Nel 2015, lo studio di design Superflux creò un'installazione chiamata "Mitigation of Shock": un appartamento londinese del futuro prossimo, adattato alla crisi climatica. I mobili erano rialzati per le inondazioni, le piante crescevano sui muri per il cibo, lampade UV sostituivano la luce naturale. Non era un'opera d'arte: era un appartamento credibile, inquietante nella sua plausibilità. I visitatori uscivano turbati — e questo era esattamente il punto.
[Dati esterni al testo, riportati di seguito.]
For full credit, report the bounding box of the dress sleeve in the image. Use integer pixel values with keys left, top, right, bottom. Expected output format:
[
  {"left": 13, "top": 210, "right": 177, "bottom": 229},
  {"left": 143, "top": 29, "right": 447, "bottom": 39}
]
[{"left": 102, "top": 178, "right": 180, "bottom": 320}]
La provocazione è lo strumento centrale dello speculative design, e spesso è la sua caratteristica più fraintesa. Provocare non significa scioccare per il gusto di farlo. Significa creare un cortocircuito cognitivo: mostrare qualcosa di sufficientemente familiare da sembrare reale, ma sufficientemente diverso da costringere a ripensare le proprie assunzioni. Il filosofo Jacques Rancière la chiamerebbe "redistribuzione del sensibile" — cambiare ciò che è visibile e pensabile.
La differenza tra provocazione produttiva e provocazione sterile sta nella direzione. Black Mirror provoca, ma spesso lascia solo angoscia — il messaggio implicito è "la tecnologia è terribile e non possiamo farci nulla". Lo speculative design costruttivo provoca ma apre possibilità: "questo è un futuro possibile — lo vogliamo? Se no, cosa facciamo per evitarlo?".
Ci sono anche limiti etici importanti. Quando progetti scenari su guerra, carestia o oppressione, chi li presenta conta. Non è la stessa cosa se uno scenario sulla carestia climatica viene presentato in un museo d'arte di Manhattan o in una comunità che vive già l'insicurezza alimentare. La provocazione deve essere contestualizzata, rispettosa e consapevole dei rapporti di potere.
Noi di Relatronica crediamo nella provocazione costruttiva: scenari che disturbano il comfort dell'inevitabilità, ma che aprono spazi di immaginazione e azione. Non progettiamo distopie per il piacere della paura — progettiamo alternative per il coraggio della speranza.